DataPredict™ [Release 2.3] (Mature + Maintenance Mode) - Machine Learning And Deep Learning Library - 40+ Models + Deep Reinforcement Learning!

MYOriginsWorkshop · June 2, 2024, 2:02pm

Well, you technically can do multiple ways actually. Here are some below:

Population-Based Self-Play

The sword-fighting self-learning AI codes uses this method where it choose an AI that receives the highest reward to be copied to others every once in a while. That theoretically should eliminate any useless AIs.

Use Single Neural Network, But Make It Used By Different Reinforcement Learning Algorithms

There’s a clear separation between Neural Networks and Reinforcement Learning Algorithms codes. You can use a single neural network that handles the same logic, and make it used by multiple RL algorithms to handle different sequences of data at any time. Also each of the RL algorithms must have their own ReinforcementLearningQuickSetup if you want to have them.
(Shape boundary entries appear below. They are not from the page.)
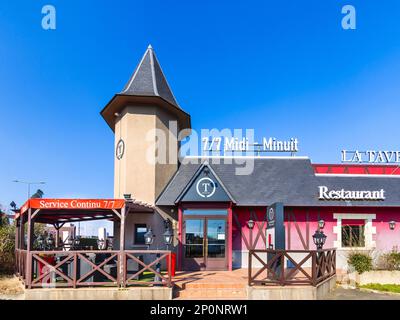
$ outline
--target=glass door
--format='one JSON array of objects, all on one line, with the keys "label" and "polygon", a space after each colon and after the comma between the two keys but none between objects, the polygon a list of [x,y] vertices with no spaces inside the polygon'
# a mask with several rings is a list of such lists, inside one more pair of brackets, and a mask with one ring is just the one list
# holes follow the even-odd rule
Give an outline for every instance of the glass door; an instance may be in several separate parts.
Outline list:
[{"label": "glass door", "polygon": [[206,268],[209,270],[226,269],[226,220],[206,219]]},{"label": "glass door", "polygon": [[186,217],[184,221],[184,270],[227,269],[226,219]]},{"label": "glass door", "polygon": [[204,219],[185,221],[184,241],[185,270],[204,270]]}]

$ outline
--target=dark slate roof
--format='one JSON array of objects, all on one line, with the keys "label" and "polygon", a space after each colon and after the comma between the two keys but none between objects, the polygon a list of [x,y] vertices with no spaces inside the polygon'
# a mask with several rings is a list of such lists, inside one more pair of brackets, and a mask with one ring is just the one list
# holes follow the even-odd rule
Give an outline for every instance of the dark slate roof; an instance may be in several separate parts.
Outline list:
[{"label": "dark slate roof", "polygon": [[121,94],[161,97],[179,107],[151,45]]},{"label": "dark slate roof", "polygon": [[[204,161],[204,159],[203,159]],[[308,158],[254,158],[251,175],[236,175],[240,165],[207,160],[239,206],[400,206],[400,178],[316,176]],[[201,164],[181,164],[157,199],[158,206],[174,205]],[[386,190],[385,201],[321,201],[318,187],[332,190]]]}]

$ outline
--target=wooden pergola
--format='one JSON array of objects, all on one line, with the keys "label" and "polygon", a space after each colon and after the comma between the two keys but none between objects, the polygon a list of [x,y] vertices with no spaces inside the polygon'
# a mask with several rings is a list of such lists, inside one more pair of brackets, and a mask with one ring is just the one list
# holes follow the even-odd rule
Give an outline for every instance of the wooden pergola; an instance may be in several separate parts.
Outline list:
[{"label": "wooden pergola", "polygon": [[[50,274],[48,271],[46,274],[33,275],[33,264],[36,262],[47,266],[51,271],[63,278],[66,283],[63,286],[74,287],[77,286],[93,286],[93,285],[104,285],[103,282],[85,282],[85,279],[93,276],[98,271],[113,285],[125,286],[132,281],[133,278],[143,274],[145,270],[156,273],[160,277],[161,284],[170,285],[170,268],[168,271],[168,277],[163,277],[160,272],[154,270],[154,265],[160,263],[163,259],[170,258],[169,251],[158,251],[158,250],[145,250],[145,251],[134,251],[125,250],[125,219],[129,213],[154,213],[154,207],[134,200],[124,199],[29,199],[20,210],[16,212],[16,237],[15,237],[15,248],[16,248],[16,272],[20,278],[25,282],[27,288],[39,287],[41,281],[43,281],[46,275]],[[56,251],[35,251],[33,248],[34,244],[34,225],[35,223],[50,224],[56,229],[56,243],[55,247],[59,248],[59,230],[64,226],[65,223],[76,223],[86,222],[95,220],[110,220],[114,222],[120,222],[120,241],[119,248],[115,250],[96,250],[96,251],[73,251],[73,250],[59,250]],[[27,224],[27,237],[25,241],[25,225]],[[88,254],[102,254],[104,255],[104,261],[100,264],[95,264],[88,260]],[[157,258],[150,264],[145,264],[141,261],[137,255],[157,255]],[[59,262],[50,264],[43,255],[53,255],[59,258]],[[86,274],[77,274],[78,263],[80,260],[84,260],[85,263],[92,267],[92,270]],[[111,276],[109,273],[103,270],[103,267],[110,261],[117,261],[117,275]],[[142,268],[134,276],[127,274],[126,265],[127,260],[132,260]],[[170,261],[171,259],[169,259]],[[73,274],[67,275],[62,272],[61,267],[66,263],[73,265]],[[170,265],[169,265],[170,267]],[[153,283],[153,282],[148,282]]]}]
You might initialize it something like this:


local NeuralNetwork = DataPredict.Models.NeuralNetwork.new() -- Let's just assume we already setup the layers.
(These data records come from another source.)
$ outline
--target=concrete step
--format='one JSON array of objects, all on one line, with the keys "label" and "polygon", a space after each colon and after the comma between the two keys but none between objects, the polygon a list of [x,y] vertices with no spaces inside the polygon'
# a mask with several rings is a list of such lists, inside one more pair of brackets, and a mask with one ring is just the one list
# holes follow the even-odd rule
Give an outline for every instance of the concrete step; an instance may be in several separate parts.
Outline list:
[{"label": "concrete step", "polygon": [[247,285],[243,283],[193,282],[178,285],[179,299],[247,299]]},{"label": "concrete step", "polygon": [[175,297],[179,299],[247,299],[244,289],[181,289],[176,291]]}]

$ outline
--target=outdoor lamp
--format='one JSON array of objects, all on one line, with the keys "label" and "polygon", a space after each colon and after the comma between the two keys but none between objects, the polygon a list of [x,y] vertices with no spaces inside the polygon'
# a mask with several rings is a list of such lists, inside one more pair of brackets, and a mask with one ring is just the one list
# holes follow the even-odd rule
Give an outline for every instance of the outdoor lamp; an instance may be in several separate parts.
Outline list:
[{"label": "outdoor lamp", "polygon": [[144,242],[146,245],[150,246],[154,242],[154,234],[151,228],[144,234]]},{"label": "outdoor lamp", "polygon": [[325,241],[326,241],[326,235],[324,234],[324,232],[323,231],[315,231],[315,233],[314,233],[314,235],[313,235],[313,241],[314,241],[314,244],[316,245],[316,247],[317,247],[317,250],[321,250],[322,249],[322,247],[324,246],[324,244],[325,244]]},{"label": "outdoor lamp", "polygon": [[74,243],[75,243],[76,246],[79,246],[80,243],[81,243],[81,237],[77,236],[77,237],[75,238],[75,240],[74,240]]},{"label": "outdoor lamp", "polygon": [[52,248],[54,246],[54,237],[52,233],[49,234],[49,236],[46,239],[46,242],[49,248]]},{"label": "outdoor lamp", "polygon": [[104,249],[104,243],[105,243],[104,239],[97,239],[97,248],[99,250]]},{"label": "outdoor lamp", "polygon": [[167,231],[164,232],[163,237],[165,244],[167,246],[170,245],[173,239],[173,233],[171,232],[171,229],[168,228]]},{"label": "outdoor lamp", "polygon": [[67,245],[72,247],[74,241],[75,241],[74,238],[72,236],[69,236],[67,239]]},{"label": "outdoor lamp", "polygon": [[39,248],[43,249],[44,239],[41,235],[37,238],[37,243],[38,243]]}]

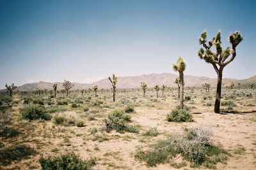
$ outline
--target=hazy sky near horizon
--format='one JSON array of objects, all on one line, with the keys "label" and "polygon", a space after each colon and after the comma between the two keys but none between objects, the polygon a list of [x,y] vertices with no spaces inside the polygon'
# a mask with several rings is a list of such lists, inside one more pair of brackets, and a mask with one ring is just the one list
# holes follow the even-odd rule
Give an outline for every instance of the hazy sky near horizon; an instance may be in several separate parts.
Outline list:
[{"label": "hazy sky near horizon", "polygon": [[175,73],[216,78],[197,56],[198,37],[219,30],[244,40],[223,77],[256,74],[256,1],[0,0],[0,88],[38,81],[91,83],[117,76]]}]

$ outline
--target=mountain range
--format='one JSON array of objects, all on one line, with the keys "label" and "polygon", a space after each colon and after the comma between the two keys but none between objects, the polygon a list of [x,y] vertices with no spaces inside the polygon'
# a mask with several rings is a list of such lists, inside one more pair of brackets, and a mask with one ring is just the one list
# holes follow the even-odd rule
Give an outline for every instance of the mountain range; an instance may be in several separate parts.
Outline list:
[{"label": "mountain range", "polygon": [[[135,76],[120,76],[118,77],[116,87],[119,89],[140,88],[140,83],[146,83],[148,87],[153,87],[156,85],[166,85],[168,87],[176,87],[177,85],[173,83],[175,78],[177,75],[172,73],[143,74]],[[209,83],[211,87],[216,87],[216,78],[208,77],[198,77],[186,75],[184,76],[185,87],[201,87],[203,83]],[[223,87],[229,85],[233,82],[235,85],[240,83],[241,86],[247,86],[249,83],[256,84],[256,75],[244,80],[236,80],[233,78],[223,78],[222,80]],[[26,83],[17,87],[19,91],[33,91],[37,90],[52,89],[54,83],[39,81],[32,83]],[[54,82],[58,84],[58,89],[62,89],[62,83]],[[92,88],[94,85],[98,85],[99,89],[110,89],[111,83],[108,78],[104,78],[92,83],[73,83],[74,87],[72,90]],[[2,90],[1,91],[5,90]]]}]

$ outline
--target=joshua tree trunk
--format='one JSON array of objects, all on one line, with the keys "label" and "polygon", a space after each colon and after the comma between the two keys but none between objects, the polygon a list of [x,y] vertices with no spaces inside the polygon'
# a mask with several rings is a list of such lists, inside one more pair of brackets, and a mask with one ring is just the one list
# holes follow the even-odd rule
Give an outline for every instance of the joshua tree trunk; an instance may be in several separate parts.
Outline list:
[{"label": "joshua tree trunk", "polygon": [[184,104],[183,104],[183,92],[184,92],[184,74],[183,74],[183,71],[180,71],[179,72],[179,74],[180,74],[180,107],[181,109],[183,109],[184,108]]},{"label": "joshua tree trunk", "polygon": [[218,73],[217,91],[215,99],[214,112],[220,113],[220,99],[221,97],[221,81],[222,81],[222,71],[220,70]]}]

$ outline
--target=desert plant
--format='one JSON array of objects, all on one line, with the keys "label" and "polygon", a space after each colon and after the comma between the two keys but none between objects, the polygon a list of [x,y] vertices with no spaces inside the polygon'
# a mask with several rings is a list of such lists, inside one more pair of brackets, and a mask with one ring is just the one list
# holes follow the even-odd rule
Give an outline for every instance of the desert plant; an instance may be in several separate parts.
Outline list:
[{"label": "desert plant", "polygon": [[156,91],[156,97],[158,97],[158,91],[160,90],[159,86],[158,85],[155,85],[154,89]]},{"label": "desert plant", "polygon": [[145,97],[145,94],[146,92],[147,85],[145,82],[141,82],[140,85],[141,86],[142,90],[143,90],[143,97]]},{"label": "desert plant", "polygon": [[162,90],[162,96],[163,96],[163,97],[164,97],[164,89],[165,89],[166,87],[167,87],[167,85],[163,85],[160,87],[161,90]]},{"label": "desert plant", "polygon": [[[212,41],[209,41],[208,45],[206,45],[206,36],[207,32],[206,31],[204,31],[199,38],[199,43],[203,45],[205,50],[201,48],[198,52],[198,55],[201,59],[204,59],[207,63],[211,64],[217,73],[218,83],[214,112],[219,113],[221,97],[223,71],[224,67],[235,59],[236,56],[236,48],[242,41],[243,38],[239,31],[236,31],[234,33],[230,34],[228,36],[228,41],[231,43],[232,48],[228,47],[226,50],[223,50],[221,48],[220,31],[217,32]],[[212,45],[215,46],[216,52],[210,50]],[[230,55],[232,55],[232,57],[229,57]],[[226,60],[227,59],[228,60]]]},{"label": "desert plant", "polygon": [[5,85],[5,87],[6,87],[6,90],[9,91],[10,96],[12,96],[12,92],[14,89],[17,89],[17,86],[14,85],[14,83],[12,83],[12,85],[8,85],[7,83]]},{"label": "desert plant", "polygon": [[203,87],[204,89],[205,89],[205,92],[210,92],[210,87],[211,87],[211,85],[207,83],[205,83],[202,85],[202,87]]},{"label": "desert plant", "polygon": [[185,61],[183,60],[182,58],[179,57],[177,64],[173,64],[172,66],[173,70],[175,71],[178,71],[179,74],[180,78],[180,108],[183,109],[184,108],[184,73],[183,72],[185,71],[186,69],[186,63]]},{"label": "desert plant", "polygon": [[175,109],[167,115],[168,122],[193,122],[192,115],[185,110]]},{"label": "desert plant", "polygon": [[109,80],[110,82],[112,84],[113,87],[113,101],[115,101],[115,96],[116,96],[116,92],[117,90],[116,89],[116,82],[117,82],[117,77],[115,76],[114,74],[113,74],[112,79],[111,77],[109,77],[108,79]]},{"label": "desert plant", "polygon": [[53,88],[53,91],[54,91],[54,97],[56,97],[56,94],[57,92],[57,83],[53,84],[52,88]]},{"label": "desert plant", "polygon": [[67,92],[67,96],[68,96],[68,90],[72,88],[74,85],[72,84],[70,81],[66,81],[66,80],[64,80],[64,82],[62,84],[62,86],[64,87],[65,90],[66,90]]},{"label": "desert plant", "polygon": [[92,89],[93,89],[93,91],[94,91],[94,94],[95,94],[95,97],[97,97],[97,90],[98,90],[98,86],[97,86],[97,85],[95,85],[95,86],[92,88]]}]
local AdvantageActorCritic = DataPredict.Models.AdvantageActorCritic

local A2C_1 = AdvantageActorCritic.new()

local A2C_2 = AdvantageActorCritic.new()

local ReinforcementLearningQuickSetup =  DataPredict.Others.ReinforcementLearningQuickSetup

local RLQS_1 = ReinforcementLearningQuickSetup.new()

local RLQS_2 = ReinforcementLearningQuickSetup.new()
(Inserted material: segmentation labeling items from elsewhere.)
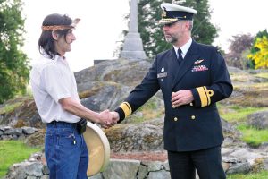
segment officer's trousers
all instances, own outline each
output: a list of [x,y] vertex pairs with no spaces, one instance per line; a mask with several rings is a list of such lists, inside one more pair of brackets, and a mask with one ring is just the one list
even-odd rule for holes
[[226,179],[221,146],[197,151],[168,151],[172,179]]

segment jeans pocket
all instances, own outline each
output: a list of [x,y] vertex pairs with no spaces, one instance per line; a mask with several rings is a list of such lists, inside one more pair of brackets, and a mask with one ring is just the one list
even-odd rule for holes
[[73,130],[63,130],[58,136],[58,144],[65,148],[73,147],[76,144]]

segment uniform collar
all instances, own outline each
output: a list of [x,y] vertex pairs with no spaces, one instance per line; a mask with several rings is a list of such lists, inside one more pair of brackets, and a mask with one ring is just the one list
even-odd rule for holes
[[[192,40],[192,38],[190,38],[188,40],[188,42],[187,42],[186,44],[184,44],[184,45],[180,47],[182,57],[184,57],[184,56],[186,55],[188,50],[189,49],[189,47],[190,47],[190,46],[191,46],[191,44],[192,44],[192,41],[193,41],[193,40]],[[178,52],[179,47],[175,47],[175,46],[173,46],[173,47],[174,47],[174,50],[175,50],[176,55],[177,55],[177,56],[178,56],[177,52]]]

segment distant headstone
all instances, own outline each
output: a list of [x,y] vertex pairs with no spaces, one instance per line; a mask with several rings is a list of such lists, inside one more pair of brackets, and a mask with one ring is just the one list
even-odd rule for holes
[[126,59],[146,59],[142,40],[138,31],[138,0],[130,2],[130,30],[126,36],[121,57]]

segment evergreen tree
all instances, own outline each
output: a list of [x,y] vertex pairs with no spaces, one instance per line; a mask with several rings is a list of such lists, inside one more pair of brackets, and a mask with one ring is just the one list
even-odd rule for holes
[[[175,3],[183,6],[188,6],[197,11],[194,16],[194,28],[192,38],[200,43],[212,44],[218,36],[218,29],[210,21],[208,0],[185,0],[172,1],[165,3]],[[152,57],[156,54],[169,49],[171,44],[165,42],[162,31],[163,26],[158,21],[161,19],[162,10],[160,4],[163,0],[140,0],[138,4],[138,31],[140,33],[144,49],[147,55]]]
[[25,92],[29,60],[23,46],[24,19],[21,0],[0,0],[0,103]]

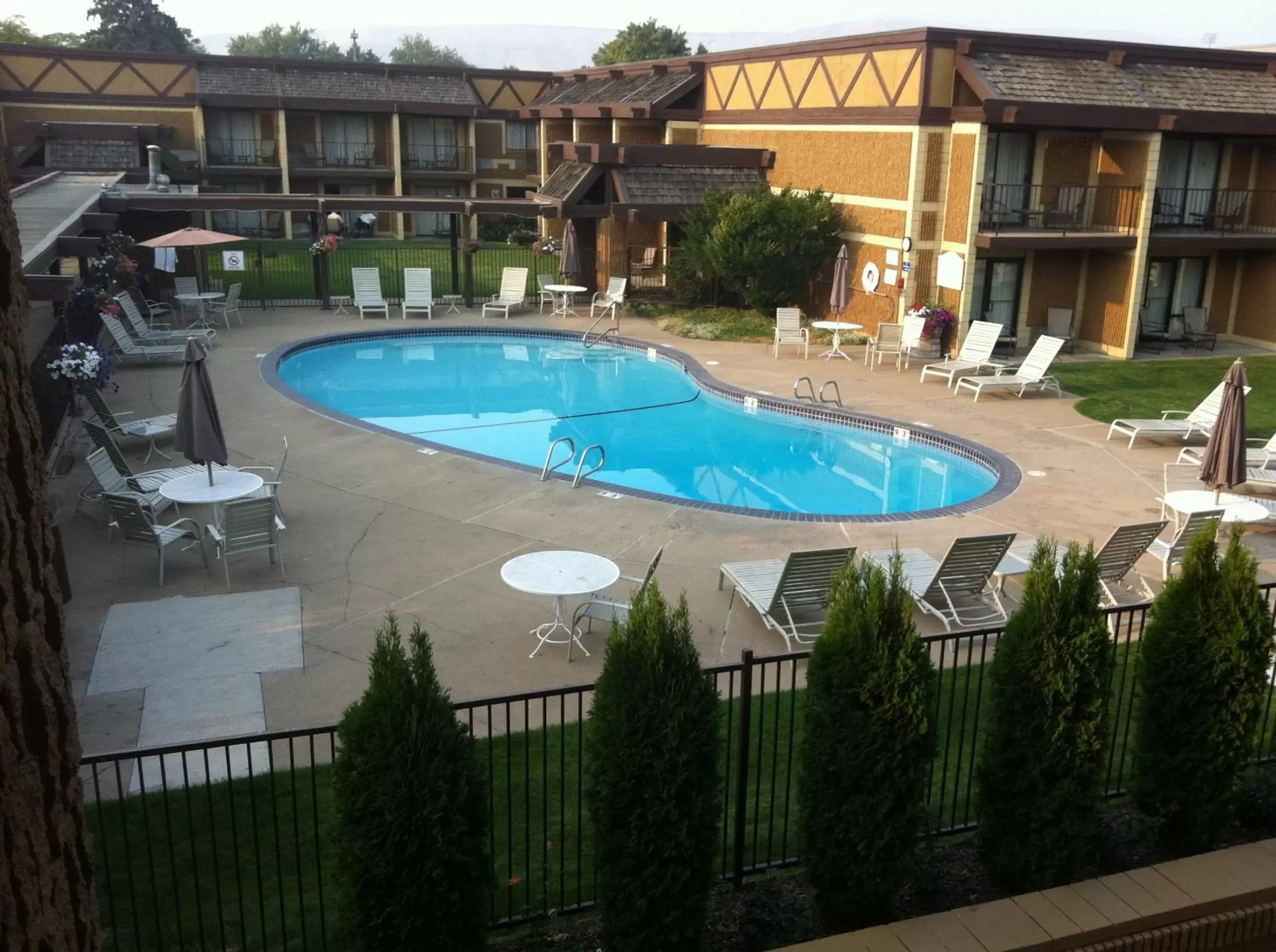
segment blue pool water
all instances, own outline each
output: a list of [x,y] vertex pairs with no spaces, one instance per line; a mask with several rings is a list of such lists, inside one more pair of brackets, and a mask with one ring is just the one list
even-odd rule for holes
[[278,375],[348,417],[530,466],[540,468],[561,436],[578,454],[602,444],[606,465],[593,480],[621,492],[866,516],[953,506],[997,483],[957,454],[750,410],[702,390],[669,359],[607,344],[586,349],[575,339],[361,338],[299,350]]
A2C_1:setModel(NeuralNetwork) -- Two different reinforcement learning algorithms using the same neural network

A2C_2:setModel(NeuralNetwork)

RLQS_1:setModel(A2C_1) -- Each reinforcement learning algorithm have their own "Quick Setup"

RLQS_2:setModel(A2C_2)

Then there we go!

Shared Gradients

You can create a copy of generated neural network model parameters (which we will call parent model parameters) and ensure that all neural networks uses that specific model parameters. When the neural network “updates”, then you send that gradients to the central model parameters. Every once in a while, you reupload back the “parent” model parameters back to the individual neural networks.

It’s a bit complicated to setup and I’m not sure if it is worth writing the whole thing here. Let me know if you are interested in using this way if you’ve tried the others.